Suppose that $\phi:\mathbb{R}^3 \to S^2$ is of class $\mathscr{C}^1(\mathbb{R}^3\setminus \left\{a\right\}) \cap \mathscr{C}^0(\mathbb{R}^3\setminus \left\{a\right\})$, that is $\phi$ might have a singularity at the point $a \in \mathbb{R}^3$. Suppose that the integral $\int_{\mathbb{R}^3}{e(f)[x]\mathrm{d}x}$ is finite, where $e(f)[x]:=\frac{1}{2}\delta^{\alpha\beta}g_{ij}(\phi(x))\frac{\partial \phi^i}{\partial x_{\alpha}}\frac{\partial \phi^{j}}{\partial x_{\beta}}$ is the energy density of $\phi$ ($\delta^{\alpha\beta}$ is the Kronecker symbol and ($g_{ij}$) is the metric on the three dimensional unit sphere $S^2$).
It is possible to define the degree of $\phi$ around the point $a$ as the degree of the map $\phi$ restricted to a small sphere centered at $a$. Now, I would like to prove that if the energy of $\phi$ (that is the previous integral) is finite, then the degree is $0$.
I was able to prove that only when $|a|$ is sufficiently large. For, since $\phi$ has finite energy, it must approach a constant point on the sphere as $|x|$ approaches infinity, hence the map $\phi$ restricted to a small sphere around $a$ can not be surjective, so the degree is $0$.
Could anybody give me some hints for the general case? Thank you in advance!
You have $\phi$ and $f$ in your question, which appear to mean the same thing.
The value of $a$ is irrelevant, since the map $x\mapsto \phi(x-a)$ has the same energy as $\phi$. You can just consider $a=0$. For this reason, the statement I was able to prove that only when $|a|$ is sufficiently large looks strange. I think what you really meant is that you can prove the result when $r$ is sufficiently large, where $r$ is the radius of the sphere $S_r=\{x:|x-a|=r\}$ to which $\phi$ is restricted.
In that case, you are done, because the degree is independent of $r$. This is the homotopy invariance of topological degree.

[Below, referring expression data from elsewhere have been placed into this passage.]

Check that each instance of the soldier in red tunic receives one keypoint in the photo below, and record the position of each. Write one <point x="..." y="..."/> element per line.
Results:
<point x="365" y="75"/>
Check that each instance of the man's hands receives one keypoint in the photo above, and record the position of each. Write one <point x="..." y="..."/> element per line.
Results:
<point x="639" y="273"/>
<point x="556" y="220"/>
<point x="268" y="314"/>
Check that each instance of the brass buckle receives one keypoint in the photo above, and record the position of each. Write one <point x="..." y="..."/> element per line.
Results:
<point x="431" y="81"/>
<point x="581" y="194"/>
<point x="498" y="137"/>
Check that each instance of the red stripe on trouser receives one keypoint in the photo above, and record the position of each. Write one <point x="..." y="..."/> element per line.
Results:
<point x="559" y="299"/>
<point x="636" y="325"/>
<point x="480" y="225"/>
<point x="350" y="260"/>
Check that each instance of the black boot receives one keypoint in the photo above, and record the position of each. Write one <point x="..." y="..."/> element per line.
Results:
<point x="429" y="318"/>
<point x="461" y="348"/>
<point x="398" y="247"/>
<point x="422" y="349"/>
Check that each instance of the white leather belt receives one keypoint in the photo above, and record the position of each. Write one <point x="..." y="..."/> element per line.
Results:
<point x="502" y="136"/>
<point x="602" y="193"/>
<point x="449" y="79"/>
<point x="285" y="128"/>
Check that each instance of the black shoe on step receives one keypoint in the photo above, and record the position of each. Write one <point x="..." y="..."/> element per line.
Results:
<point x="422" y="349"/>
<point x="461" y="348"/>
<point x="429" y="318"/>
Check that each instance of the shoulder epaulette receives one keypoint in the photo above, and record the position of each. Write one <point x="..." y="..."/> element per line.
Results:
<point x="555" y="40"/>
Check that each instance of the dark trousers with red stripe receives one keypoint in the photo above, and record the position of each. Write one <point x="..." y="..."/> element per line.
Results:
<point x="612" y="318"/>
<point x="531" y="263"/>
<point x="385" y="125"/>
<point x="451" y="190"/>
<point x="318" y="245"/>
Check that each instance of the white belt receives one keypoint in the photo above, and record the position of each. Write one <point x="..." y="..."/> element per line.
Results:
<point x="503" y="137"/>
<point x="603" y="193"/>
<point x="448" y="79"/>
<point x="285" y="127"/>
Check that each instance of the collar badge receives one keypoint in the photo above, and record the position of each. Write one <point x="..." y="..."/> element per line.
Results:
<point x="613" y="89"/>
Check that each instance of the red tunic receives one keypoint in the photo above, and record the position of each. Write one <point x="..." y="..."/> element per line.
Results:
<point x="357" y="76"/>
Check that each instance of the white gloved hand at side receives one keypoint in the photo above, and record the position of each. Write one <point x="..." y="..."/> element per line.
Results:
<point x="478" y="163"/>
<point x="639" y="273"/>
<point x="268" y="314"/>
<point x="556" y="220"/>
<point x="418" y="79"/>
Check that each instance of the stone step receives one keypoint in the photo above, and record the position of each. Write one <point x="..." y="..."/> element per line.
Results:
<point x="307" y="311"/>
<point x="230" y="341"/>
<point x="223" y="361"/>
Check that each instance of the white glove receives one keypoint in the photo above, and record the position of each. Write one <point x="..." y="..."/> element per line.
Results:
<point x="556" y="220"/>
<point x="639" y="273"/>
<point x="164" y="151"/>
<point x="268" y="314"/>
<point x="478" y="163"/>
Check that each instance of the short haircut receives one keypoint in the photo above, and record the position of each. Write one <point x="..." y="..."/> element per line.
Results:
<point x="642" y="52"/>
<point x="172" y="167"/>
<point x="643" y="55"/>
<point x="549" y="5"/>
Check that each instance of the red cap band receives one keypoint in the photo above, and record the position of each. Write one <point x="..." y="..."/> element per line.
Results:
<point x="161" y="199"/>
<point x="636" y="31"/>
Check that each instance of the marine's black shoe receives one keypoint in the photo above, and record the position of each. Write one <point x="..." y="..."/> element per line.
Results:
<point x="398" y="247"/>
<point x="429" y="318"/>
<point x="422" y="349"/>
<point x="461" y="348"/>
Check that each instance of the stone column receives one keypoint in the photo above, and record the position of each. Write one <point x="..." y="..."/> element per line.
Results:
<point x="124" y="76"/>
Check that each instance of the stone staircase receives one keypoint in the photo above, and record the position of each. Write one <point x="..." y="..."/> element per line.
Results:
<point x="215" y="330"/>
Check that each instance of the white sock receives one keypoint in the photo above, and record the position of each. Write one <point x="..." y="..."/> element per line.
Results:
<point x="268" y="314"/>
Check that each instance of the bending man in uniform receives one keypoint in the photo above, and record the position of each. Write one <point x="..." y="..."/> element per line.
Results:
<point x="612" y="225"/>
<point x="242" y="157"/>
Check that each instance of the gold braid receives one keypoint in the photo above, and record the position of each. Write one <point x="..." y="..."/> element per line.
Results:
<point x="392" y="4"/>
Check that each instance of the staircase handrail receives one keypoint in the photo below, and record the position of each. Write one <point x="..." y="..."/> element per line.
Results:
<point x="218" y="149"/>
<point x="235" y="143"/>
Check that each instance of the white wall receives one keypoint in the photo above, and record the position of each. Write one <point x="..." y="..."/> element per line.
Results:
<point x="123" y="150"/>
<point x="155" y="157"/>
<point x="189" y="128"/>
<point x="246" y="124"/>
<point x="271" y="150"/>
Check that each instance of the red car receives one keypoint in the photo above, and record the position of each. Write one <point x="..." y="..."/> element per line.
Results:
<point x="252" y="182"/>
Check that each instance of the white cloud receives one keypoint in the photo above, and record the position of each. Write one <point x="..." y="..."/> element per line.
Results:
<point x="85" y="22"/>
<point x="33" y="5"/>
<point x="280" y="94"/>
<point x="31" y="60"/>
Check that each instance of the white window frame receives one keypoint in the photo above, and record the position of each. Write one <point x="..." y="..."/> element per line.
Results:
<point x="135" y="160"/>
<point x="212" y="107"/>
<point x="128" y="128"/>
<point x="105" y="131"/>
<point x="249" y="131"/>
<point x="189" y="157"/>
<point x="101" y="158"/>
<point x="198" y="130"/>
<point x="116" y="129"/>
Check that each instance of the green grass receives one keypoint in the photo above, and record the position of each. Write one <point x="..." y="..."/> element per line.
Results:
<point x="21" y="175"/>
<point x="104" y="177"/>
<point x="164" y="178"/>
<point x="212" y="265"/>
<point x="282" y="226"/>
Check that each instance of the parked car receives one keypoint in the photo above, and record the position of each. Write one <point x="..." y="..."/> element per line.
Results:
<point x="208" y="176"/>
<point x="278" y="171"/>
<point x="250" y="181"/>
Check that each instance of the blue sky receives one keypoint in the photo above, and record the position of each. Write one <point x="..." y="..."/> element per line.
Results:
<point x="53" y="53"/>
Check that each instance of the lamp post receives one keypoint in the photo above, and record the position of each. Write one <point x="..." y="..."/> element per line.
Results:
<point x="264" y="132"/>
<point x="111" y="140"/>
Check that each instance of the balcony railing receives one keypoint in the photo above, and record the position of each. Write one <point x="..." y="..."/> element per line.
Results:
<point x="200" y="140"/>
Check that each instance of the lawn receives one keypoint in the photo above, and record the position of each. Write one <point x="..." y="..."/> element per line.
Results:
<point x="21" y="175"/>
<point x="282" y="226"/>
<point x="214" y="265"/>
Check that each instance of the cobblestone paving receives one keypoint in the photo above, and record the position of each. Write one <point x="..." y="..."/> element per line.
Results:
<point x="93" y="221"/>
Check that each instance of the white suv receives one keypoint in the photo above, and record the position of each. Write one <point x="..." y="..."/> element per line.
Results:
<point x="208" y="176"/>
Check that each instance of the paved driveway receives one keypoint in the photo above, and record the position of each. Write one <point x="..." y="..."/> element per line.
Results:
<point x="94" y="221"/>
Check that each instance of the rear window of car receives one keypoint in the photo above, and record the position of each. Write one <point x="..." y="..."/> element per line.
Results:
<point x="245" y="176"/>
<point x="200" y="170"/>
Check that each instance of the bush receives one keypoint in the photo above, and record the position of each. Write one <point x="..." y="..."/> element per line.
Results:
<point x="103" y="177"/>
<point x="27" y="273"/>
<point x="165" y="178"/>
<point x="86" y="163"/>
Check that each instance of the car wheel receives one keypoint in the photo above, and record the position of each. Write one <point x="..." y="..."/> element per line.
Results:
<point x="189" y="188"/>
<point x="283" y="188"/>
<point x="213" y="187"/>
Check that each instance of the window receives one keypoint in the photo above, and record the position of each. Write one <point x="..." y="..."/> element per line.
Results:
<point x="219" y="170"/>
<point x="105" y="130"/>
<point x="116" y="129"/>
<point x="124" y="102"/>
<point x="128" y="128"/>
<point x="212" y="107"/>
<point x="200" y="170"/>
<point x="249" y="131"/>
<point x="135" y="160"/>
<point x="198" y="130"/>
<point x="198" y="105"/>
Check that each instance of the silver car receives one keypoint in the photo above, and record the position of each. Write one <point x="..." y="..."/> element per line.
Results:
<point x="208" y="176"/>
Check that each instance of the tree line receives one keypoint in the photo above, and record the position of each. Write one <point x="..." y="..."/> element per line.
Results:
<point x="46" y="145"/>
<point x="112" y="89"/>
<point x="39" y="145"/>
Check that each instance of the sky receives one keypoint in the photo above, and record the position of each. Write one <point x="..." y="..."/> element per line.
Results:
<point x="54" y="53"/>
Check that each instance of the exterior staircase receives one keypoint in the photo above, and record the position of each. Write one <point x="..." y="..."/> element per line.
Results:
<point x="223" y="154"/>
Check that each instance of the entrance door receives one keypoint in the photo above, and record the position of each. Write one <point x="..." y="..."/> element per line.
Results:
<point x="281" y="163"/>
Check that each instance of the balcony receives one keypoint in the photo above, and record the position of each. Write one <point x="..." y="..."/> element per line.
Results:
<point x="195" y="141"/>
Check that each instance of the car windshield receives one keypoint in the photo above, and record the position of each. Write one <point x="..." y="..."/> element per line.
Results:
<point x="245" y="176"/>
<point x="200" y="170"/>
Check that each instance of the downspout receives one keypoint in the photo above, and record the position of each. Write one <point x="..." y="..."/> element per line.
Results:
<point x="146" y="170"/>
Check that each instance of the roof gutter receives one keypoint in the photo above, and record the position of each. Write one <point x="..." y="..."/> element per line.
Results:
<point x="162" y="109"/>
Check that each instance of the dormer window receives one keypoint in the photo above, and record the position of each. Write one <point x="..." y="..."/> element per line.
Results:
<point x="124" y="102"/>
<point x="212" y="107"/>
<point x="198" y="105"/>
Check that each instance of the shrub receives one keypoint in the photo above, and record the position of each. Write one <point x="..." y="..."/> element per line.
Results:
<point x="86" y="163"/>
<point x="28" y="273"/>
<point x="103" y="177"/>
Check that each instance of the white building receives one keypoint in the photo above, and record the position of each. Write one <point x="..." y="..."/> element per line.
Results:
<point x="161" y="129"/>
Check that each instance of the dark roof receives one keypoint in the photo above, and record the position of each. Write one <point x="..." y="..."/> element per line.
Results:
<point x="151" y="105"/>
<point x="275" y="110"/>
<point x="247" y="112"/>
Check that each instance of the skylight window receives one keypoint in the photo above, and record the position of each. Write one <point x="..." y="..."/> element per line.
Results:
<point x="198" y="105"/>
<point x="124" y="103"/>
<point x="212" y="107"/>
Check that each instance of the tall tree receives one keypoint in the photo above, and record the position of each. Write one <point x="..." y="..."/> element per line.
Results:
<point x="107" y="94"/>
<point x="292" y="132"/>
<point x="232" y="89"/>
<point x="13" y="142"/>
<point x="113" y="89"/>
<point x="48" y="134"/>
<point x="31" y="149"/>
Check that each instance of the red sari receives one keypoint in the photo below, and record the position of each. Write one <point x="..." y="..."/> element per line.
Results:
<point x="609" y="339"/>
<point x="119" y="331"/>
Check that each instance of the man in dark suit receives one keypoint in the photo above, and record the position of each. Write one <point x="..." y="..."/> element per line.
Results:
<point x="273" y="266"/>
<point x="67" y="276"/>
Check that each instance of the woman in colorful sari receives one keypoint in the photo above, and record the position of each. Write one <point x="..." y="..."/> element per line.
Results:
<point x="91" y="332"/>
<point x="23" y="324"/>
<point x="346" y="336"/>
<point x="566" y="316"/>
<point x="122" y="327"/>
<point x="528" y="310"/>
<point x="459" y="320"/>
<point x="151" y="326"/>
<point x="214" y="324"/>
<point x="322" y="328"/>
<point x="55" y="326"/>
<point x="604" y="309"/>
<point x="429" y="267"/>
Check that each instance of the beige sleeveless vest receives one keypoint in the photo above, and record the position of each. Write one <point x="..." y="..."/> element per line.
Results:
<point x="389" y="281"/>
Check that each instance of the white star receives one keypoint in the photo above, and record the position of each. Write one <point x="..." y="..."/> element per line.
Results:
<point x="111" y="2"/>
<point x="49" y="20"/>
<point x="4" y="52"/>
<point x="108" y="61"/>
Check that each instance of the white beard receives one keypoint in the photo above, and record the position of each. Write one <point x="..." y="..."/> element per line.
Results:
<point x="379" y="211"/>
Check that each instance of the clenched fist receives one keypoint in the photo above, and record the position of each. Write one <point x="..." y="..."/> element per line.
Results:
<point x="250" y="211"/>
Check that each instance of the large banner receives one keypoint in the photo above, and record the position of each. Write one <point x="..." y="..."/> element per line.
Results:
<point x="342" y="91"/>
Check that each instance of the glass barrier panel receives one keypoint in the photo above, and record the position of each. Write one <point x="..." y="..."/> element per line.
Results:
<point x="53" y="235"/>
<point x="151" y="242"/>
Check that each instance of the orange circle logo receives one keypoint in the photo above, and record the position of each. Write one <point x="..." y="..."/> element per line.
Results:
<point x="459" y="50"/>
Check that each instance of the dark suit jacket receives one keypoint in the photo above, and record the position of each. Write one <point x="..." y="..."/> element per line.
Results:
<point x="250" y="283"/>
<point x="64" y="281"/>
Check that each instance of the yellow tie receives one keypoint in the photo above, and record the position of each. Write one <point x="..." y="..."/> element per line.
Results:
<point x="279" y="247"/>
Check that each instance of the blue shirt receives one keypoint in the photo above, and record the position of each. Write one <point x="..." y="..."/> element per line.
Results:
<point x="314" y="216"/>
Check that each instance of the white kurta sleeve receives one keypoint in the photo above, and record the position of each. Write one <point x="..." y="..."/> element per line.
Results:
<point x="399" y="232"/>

Anyway, here is a proof. Suppose, to the contrary, that the degree is nonzero for some $r$. Then it is nonzero for all $r$, by the homotopy invariance. Therefore, $\phi(S_r)=S^2$ for all $r$. By the change of variables formula, the integral of the Jacobian of $\phi_{S_r}$ is at least $4\pi$. Since the energy dominates the 2D Jacobian, the integral of $e(\phi)$ over $S_r$ is bounded from below by a constant $c>0$. Integrating over $r$ from $0$ to $\infty$, we get a divergent integral.